Hagai Levi (“Be Tipul / In Treatment” e il recente riadattamento delle “Scene da un Matrimonio” bergmaniane) abbandona la produzione per divergenze creative con Sarah Treem, che rimane così l’unica al comando, e la terza stagione di “the Affair”, con tutti i limiti evidenziati nelle due annate precedenti, qui riproposti e financo messi in maggiore evidenza, mantiene alto il livello complessivo, collocando nel paniere almeno una cinquina di scene madri (per scrittura, recitazione e regia) da mandare a memoria, tutte riguardanti la perdita (di un genitore, di un figlio): poco di nuovo, qualcosa di ben conosciuto, molto di ben riuscito (sincero e necessario, nonostante il luogo comune, a conti fatti veritiero, del “È più facile far piangere che far ridere e bla bla bla): il sesso agisce da collante, le agnizioni empatiche e le epifanie identificative, pure.

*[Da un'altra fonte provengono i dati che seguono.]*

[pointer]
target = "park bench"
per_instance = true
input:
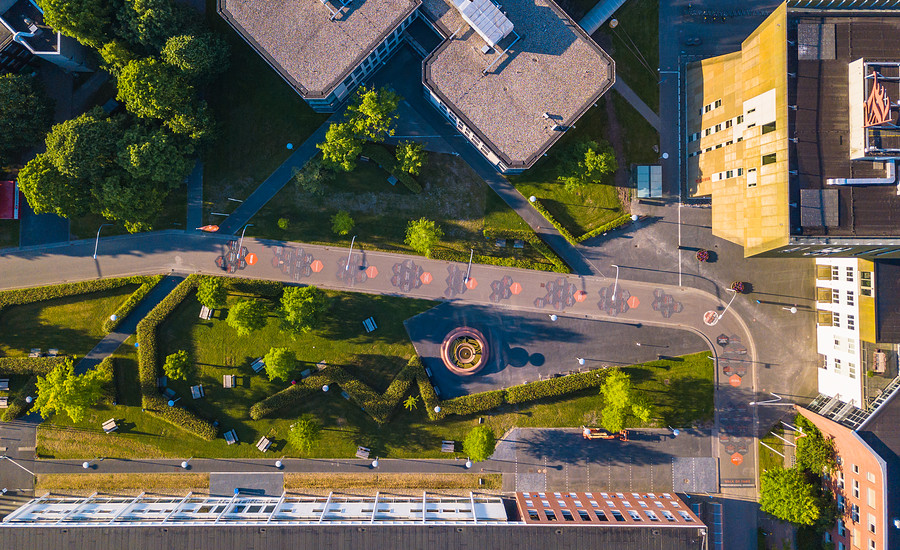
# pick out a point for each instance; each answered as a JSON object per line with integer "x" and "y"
{"x": 369, "y": 324}
{"x": 258, "y": 365}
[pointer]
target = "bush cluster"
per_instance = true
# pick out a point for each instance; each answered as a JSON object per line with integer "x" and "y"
{"x": 386, "y": 160}
{"x": 109, "y": 325}
{"x": 148, "y": 366}
{"x": 608, "y": 226}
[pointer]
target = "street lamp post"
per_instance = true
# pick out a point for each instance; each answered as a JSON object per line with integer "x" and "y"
{"x": 97, "y": 241}
{"x": 241, "y": 243}
{"x": 616, "y": 285}
{"x": 350, "y": 254}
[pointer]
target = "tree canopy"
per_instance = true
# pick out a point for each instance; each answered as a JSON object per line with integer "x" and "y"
{"x": 304, "y": 433}
{"x": 212, "y": 293}
{"x": 62, "y": 391}
{"x": 587, "y": 162}
{"x": 411, "y": 156}
{"x": 620, "y": 398}
{"x": 302, "y": 308}
{"x": 24, "y": 114}
{"x": 479, "y": 443}
{"x": 247, "y": 316}
{"x": 177, "y": 365}
{"x": 422, "y": 235}
{"x": 280, "y": 363}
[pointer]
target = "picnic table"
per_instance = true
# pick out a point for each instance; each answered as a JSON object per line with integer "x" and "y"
{"x": 110, "y": 425}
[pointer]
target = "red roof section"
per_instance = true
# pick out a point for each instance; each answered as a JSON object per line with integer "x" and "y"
{"x": 9, "y": 200}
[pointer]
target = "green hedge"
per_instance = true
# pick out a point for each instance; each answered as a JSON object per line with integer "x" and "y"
{"x": 148, "y": 367}
{"x": 608, "y": 226}
{"x": 29, "y": 365}
{"x": 109, "y": 325}
{"x": 567, "y": 235}
{"x": 18, "y": 407}
{"x": 41, "y": 293}
{"x": 554, "y": 387}
{"x": 386, "y": 160}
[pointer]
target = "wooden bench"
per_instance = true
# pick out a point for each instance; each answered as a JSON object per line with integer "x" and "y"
{"x": 369, "y": 324}
{"x": 258, "y": 365}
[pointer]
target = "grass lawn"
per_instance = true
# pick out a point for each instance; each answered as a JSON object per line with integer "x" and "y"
{"x": 634, "y": 45}
{"x": 453, "y": 195}
{"x": 582, "y": 211}
{"x": 258, "y": 114}
{"x": 73, "y": 324}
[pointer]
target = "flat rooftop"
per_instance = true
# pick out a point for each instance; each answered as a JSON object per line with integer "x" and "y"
{"x": 554, "y": 68}
{"x": 821, "y": 122}
{"x": 310, "y": 50}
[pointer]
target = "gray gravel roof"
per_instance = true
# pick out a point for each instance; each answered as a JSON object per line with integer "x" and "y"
{"x": 554, "y": 68}
{"x": 310, "y": 50}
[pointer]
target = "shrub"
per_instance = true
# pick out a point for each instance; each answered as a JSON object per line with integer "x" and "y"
{"x": 109, "y": 325}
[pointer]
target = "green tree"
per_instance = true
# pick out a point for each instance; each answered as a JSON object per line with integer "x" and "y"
{"x": 65, "y": 392}
{"x": 153, "y": 89}
{"x": 88, "y": 21}
{"x": 177, "y": 365}
{"x": 422, "y": 235}
{"x": 304, "y": 433}
{"x": 212, "y": 293}
{"x": 372, "y": 113}
{"x": 620, "y": 399}
{"x": 302, "y": 308}
{"x": 150, "y": 23}
{"x": 342, "y": 223}
{"x": 48, "y": 191}
{"x": 815, "y": 452}
{"x": 201, "y": 57}
{"x": 247, "y": 316}
{"x": 24, "y": 114}
{"x": 341, "y": 148}
{"x": 314, "y": 177}
{"x": 588, "y": 162}
{"x": 792, "y": 495}
{"x": 479, "y": 443}
{"x": 280, "y": 363}
{"x": 411, "y": 156}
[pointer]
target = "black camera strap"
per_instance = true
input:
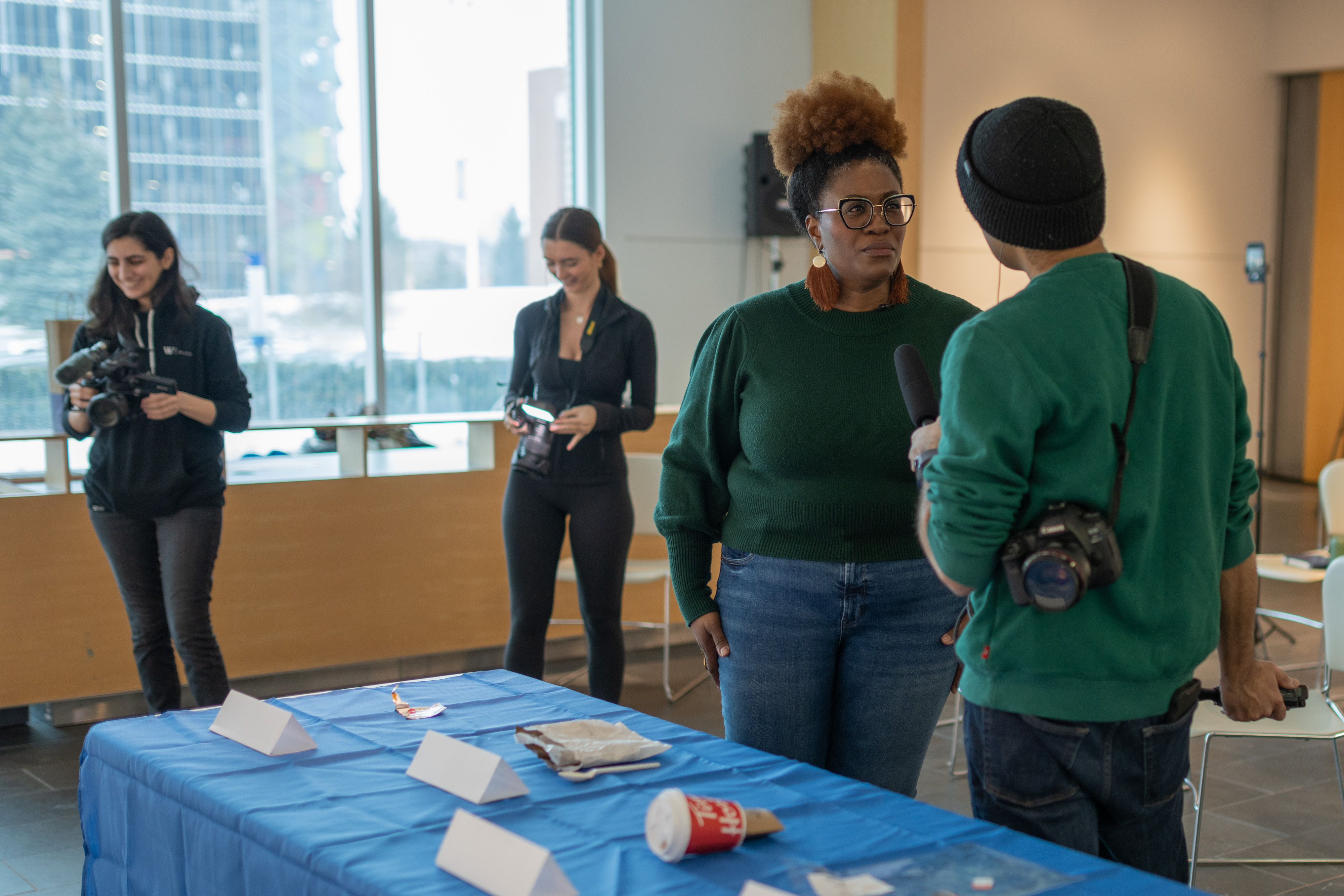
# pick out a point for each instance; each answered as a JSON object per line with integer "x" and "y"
{"x": 1142, "y": 288}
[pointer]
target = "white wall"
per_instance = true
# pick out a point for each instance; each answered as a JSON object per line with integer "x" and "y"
{"x": 1189, "y": 117}
{"x": 686, "y": 85}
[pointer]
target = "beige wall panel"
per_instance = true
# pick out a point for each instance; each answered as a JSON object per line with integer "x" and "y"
{"x": 857, "y": 38}
{"x": 1187, "y": 115}
{"x": 1306, "y": 35}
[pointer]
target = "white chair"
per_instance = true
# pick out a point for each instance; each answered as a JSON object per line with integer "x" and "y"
{"x": 1331, "y": 484}
{"x": 646, "y": 473}
{"x": 1320, "y": 719}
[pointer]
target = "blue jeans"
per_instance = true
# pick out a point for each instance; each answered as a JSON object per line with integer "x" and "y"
{"x": 1111, "y": 789}
{"x": 839, "y": 666}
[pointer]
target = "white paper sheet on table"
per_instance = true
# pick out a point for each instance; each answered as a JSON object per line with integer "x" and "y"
{"x": 464, "y": 770}
{"x": 499, "y": 862}
{"x": 261, "y": 726}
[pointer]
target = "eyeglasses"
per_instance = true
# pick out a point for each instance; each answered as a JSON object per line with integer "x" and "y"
{"x": 857, "y": 213}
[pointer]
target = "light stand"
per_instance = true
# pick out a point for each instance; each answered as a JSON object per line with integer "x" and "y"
{"x": 1257, "y": 272}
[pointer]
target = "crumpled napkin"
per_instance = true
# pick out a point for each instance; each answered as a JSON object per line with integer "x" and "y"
{"x": 416, "y": 713}
{"x": 587, "y": 743}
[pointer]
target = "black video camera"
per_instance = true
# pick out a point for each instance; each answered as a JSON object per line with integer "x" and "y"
{"x": 120, "y": 382}
{"x": 1069, "y": 550}
{"x": 534, "y": 448}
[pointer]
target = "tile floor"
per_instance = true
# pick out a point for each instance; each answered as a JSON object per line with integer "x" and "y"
{"x": 1272, "y": 799}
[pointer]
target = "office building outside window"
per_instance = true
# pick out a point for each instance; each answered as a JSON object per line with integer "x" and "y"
{"x": 244, "y": 133}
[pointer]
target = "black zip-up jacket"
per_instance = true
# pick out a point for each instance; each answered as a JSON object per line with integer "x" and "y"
{"x": 155, "y": 468}
{"x": 618, "y": 348}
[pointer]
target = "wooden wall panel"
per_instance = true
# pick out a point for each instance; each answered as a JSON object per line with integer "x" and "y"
{"x": 310, "y": 574}
{"x": 1326, "y": 362}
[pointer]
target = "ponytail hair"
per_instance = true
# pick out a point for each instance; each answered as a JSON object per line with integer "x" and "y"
{"x": 579, "y": 226}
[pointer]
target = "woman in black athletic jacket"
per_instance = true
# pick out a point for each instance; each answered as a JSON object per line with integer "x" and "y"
{"x": 157, "y": 480}
{"x": 576, "y": 351}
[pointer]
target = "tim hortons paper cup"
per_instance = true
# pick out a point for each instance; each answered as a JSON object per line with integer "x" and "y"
{"x": 678, "y": 825}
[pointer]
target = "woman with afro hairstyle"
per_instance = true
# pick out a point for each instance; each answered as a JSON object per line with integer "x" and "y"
{"x": 826, "y": 632}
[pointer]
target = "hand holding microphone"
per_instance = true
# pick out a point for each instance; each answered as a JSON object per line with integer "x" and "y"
{"x": 923, "y": 403}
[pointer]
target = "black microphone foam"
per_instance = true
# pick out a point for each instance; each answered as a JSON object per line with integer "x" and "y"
{"x": 916, "y": 386}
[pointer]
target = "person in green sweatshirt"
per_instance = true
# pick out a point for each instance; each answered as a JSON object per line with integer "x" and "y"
{"x": 1073, "y": 734}
{"x": 826, "y": 631}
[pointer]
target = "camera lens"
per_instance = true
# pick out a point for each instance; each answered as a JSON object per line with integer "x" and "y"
{"x": 107, "y": 410}
{"x": 1052, "y": 578}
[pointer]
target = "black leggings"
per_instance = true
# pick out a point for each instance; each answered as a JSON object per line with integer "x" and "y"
{"x": 601, "y": 524}
{"x": 165, "y": 570}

Mentre il ruolo ricorrente di Vik Ullah (un molto bravo Omar Metwally) diventa principale, si aggiungono altre new entry: una dolente e come sempre affascinante Irène Jacob [valida presenza, che qui riecheggia vagamente le zone dell’animo umano esplorate ai tempi con Kieslowski (Véronique, Rouge) e Antonioni, mentre più di recente la si ricorda interprete, secondaria ma rimarcabile, di “Nessuna Qualità agli Eroi” e “Guida Romantica a Posti Perduti”], un “ritrovato” ed inquietante Brendan Fraser (in una parte per lui atipica, come possono esserlo state, ad esempio, più o meno, quelle ricoperte da Will Ferrell in “Melinda and Melinda”, da Steve Carell in “FoxCatcher” o da Vince Vaughn in “Brawl in Cell Block 99”, “Dragged Across Concrete” e “Arkansas”), una Sarah Ramos che caratterizza alla perfezione un personaggio-iperbole repulsivo scritto con eccessi iperrealistici messo lì ad anticipare di un lustro, cogliendo in pieno lo spirito del tempo [dalle cose importanti quali il #MeToo a quelle sempiternamente oziose/viziose quali il PC (non il Partito Comunista, né il Personal Computer, ma la Political Correctness e il Politically Correct), passando per lo spauracchio – utilizzato a mo’ di specchietto per i gonzi dai cazzulli-gramellin-soncini che pervadono la carta stampata da macero e il giornalettismo online un tanto al chilo virtuale – della famigerata Cancel Culture], l’innervazione principale che sostiene “the Chair”, e infine Jonathan Cake (FurKat, che per la fotografia è quello che per la musica può esserlo una via di mezzo fra Giovanni Allevi e Nicki Minaj) e, giusto un’apparizione nella 2ª parte del 03x07, Lois Smith.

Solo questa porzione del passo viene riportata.